Forty-one years later, although we face a different virus, the potential for vast destruction is just as great, and the challenges of funding, personnel and supply are still with us, along with last-mile distribution. Today, while 30% of the U.S. population is fully vaccinated, with numbers rising every day, there is an overwhelming gap between wealthy countries and the rest of the world.
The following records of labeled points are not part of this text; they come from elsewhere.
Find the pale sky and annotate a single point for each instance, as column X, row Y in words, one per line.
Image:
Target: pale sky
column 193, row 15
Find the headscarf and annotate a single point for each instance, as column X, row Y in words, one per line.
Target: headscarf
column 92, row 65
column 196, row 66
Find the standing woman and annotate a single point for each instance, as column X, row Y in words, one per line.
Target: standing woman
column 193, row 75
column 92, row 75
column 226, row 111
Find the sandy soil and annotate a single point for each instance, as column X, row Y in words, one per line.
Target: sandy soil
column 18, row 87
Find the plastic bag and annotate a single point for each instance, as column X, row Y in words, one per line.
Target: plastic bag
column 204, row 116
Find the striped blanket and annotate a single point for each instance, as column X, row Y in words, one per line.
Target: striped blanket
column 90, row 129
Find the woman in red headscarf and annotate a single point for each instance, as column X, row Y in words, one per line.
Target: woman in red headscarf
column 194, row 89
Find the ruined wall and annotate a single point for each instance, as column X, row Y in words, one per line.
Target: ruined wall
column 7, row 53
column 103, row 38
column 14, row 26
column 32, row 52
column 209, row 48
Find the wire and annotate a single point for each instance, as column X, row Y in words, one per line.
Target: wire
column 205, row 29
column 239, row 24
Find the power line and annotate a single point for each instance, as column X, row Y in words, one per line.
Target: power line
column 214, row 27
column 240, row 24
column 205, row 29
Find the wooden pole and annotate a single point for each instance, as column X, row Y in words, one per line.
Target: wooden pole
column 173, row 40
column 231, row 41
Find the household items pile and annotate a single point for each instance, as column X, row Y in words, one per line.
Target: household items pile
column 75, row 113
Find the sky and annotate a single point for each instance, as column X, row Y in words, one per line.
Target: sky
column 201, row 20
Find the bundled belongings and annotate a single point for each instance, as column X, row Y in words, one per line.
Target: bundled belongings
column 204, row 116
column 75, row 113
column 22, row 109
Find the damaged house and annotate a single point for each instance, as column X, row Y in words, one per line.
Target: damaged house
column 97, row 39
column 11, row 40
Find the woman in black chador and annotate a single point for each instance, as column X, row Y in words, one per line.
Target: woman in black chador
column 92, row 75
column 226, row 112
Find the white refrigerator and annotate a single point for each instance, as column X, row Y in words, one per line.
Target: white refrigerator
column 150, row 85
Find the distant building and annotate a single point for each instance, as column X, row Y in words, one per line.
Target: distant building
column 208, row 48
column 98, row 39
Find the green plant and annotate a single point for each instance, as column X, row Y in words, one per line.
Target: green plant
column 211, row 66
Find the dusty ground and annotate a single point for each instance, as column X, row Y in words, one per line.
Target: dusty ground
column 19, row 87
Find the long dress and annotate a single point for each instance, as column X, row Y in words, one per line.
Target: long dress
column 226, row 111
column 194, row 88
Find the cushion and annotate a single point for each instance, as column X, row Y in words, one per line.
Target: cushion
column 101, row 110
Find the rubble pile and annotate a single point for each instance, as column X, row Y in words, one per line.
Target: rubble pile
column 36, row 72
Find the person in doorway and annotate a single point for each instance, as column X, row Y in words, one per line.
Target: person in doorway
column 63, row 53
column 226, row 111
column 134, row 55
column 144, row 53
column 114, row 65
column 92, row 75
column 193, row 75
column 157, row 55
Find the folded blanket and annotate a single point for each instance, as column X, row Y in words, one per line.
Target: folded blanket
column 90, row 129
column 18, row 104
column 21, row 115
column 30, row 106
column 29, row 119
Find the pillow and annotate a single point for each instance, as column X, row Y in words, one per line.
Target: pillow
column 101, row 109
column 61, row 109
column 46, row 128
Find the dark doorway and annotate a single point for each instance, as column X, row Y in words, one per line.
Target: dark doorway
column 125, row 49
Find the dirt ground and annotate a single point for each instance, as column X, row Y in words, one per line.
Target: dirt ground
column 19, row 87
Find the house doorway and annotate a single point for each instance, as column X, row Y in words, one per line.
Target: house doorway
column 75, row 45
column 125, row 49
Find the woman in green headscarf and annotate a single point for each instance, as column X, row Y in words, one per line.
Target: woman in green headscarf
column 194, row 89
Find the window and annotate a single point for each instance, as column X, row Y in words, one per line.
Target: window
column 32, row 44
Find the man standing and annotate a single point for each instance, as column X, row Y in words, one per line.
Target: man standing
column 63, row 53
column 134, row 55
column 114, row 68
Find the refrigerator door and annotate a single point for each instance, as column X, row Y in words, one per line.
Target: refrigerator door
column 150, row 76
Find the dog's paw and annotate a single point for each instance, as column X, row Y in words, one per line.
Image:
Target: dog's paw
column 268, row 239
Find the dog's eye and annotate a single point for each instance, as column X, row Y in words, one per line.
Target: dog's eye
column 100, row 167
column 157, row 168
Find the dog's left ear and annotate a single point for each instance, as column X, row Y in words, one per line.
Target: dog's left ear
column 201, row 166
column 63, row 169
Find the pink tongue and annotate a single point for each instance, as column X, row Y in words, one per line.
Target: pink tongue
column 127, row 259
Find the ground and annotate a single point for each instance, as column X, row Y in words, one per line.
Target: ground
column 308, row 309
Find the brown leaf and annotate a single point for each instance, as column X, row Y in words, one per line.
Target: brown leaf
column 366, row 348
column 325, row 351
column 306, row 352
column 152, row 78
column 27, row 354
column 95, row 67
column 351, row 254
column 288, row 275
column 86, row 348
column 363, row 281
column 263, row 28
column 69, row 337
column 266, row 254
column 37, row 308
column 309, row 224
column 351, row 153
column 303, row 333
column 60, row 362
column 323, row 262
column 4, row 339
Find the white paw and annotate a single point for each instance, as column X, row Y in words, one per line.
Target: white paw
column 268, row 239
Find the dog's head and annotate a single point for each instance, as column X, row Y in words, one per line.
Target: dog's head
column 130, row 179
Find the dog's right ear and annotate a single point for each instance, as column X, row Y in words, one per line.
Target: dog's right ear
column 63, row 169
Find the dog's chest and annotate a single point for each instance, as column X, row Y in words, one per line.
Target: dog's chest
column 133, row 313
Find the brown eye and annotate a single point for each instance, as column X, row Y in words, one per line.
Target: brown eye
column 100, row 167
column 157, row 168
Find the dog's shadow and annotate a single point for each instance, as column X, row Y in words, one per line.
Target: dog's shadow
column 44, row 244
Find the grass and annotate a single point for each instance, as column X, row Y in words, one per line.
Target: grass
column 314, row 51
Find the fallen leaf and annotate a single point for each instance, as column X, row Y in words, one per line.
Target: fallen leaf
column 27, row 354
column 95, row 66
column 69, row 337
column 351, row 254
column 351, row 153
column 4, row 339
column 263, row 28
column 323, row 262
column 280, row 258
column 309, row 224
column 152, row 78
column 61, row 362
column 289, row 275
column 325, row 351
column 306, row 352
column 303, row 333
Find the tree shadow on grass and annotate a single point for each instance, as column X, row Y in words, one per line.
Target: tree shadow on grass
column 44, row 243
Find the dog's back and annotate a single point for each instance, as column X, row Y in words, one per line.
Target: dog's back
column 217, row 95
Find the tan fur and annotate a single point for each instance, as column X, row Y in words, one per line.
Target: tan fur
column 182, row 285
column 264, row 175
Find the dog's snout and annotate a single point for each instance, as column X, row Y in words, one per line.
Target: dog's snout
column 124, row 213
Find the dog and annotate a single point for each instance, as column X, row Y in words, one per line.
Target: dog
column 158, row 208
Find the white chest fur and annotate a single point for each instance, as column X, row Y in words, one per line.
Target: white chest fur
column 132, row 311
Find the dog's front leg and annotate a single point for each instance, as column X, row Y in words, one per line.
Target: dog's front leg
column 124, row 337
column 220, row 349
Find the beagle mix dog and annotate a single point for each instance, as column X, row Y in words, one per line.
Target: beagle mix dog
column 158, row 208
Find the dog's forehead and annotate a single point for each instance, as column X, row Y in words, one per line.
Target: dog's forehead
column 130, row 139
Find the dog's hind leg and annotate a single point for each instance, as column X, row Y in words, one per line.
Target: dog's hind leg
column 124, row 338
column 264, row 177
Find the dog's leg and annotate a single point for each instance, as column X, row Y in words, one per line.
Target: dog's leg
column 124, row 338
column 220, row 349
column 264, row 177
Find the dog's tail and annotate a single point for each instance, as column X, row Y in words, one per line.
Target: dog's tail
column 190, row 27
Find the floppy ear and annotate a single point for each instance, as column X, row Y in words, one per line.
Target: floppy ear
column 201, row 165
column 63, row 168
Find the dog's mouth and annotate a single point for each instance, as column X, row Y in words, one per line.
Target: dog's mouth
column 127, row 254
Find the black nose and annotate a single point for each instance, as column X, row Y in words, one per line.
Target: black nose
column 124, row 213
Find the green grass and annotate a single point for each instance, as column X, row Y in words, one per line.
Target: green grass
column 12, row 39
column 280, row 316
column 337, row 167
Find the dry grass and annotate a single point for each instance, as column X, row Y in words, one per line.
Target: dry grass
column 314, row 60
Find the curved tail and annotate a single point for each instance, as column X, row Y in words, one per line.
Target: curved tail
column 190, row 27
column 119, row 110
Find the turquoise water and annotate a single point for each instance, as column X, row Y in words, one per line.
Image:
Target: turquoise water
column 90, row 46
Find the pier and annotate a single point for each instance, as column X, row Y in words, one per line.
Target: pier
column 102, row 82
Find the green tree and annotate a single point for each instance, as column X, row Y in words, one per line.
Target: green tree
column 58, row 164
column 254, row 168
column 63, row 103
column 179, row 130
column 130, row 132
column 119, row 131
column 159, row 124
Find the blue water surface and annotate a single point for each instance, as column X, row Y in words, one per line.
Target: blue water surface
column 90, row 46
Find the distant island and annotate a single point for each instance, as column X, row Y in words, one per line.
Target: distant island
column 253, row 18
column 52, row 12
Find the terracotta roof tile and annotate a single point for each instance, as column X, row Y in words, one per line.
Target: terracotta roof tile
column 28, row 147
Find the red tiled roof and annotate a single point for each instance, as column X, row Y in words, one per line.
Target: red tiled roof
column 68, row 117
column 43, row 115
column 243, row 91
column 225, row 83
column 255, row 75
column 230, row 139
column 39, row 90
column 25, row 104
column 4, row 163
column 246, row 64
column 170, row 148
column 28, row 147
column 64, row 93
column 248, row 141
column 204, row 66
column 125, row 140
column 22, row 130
It's becoming evident that the impact on the countries getting left behind will eventually boomerang back to affect us all.

Photo by ismail mohamed - SoviLe on Unsplash

The international nonprofit CARE recently released a policy paper that lays out the case for U.S. investment in a worldwide vaccination campaign. Founded 75 years ago, CARE works in over 100 countries and reaches more than 90 million people around the world through multiple humanitarian aid programs. Of note is the organization's worldwide reputation for its unshakeable commitment to the dignity of people; they're known for working hand-in-hand with communities and hold themselves to a high standard of accountability.

"As we enter into our second year of living with COVID-19, it has become painfully clear that the safety of any person depends on the global community's ability to protect every person," says Michelle Nunn, CARE USA's president and CEO. "While wealthy nations have begun inoculating their populations, new devastatingly lethal variants of the virus continue to emerge in countries like India, South Africa and Brazil. If vaccinations don't effectively reach lower-income countries now, the long-term impact of COVID-19 will be catastrophic."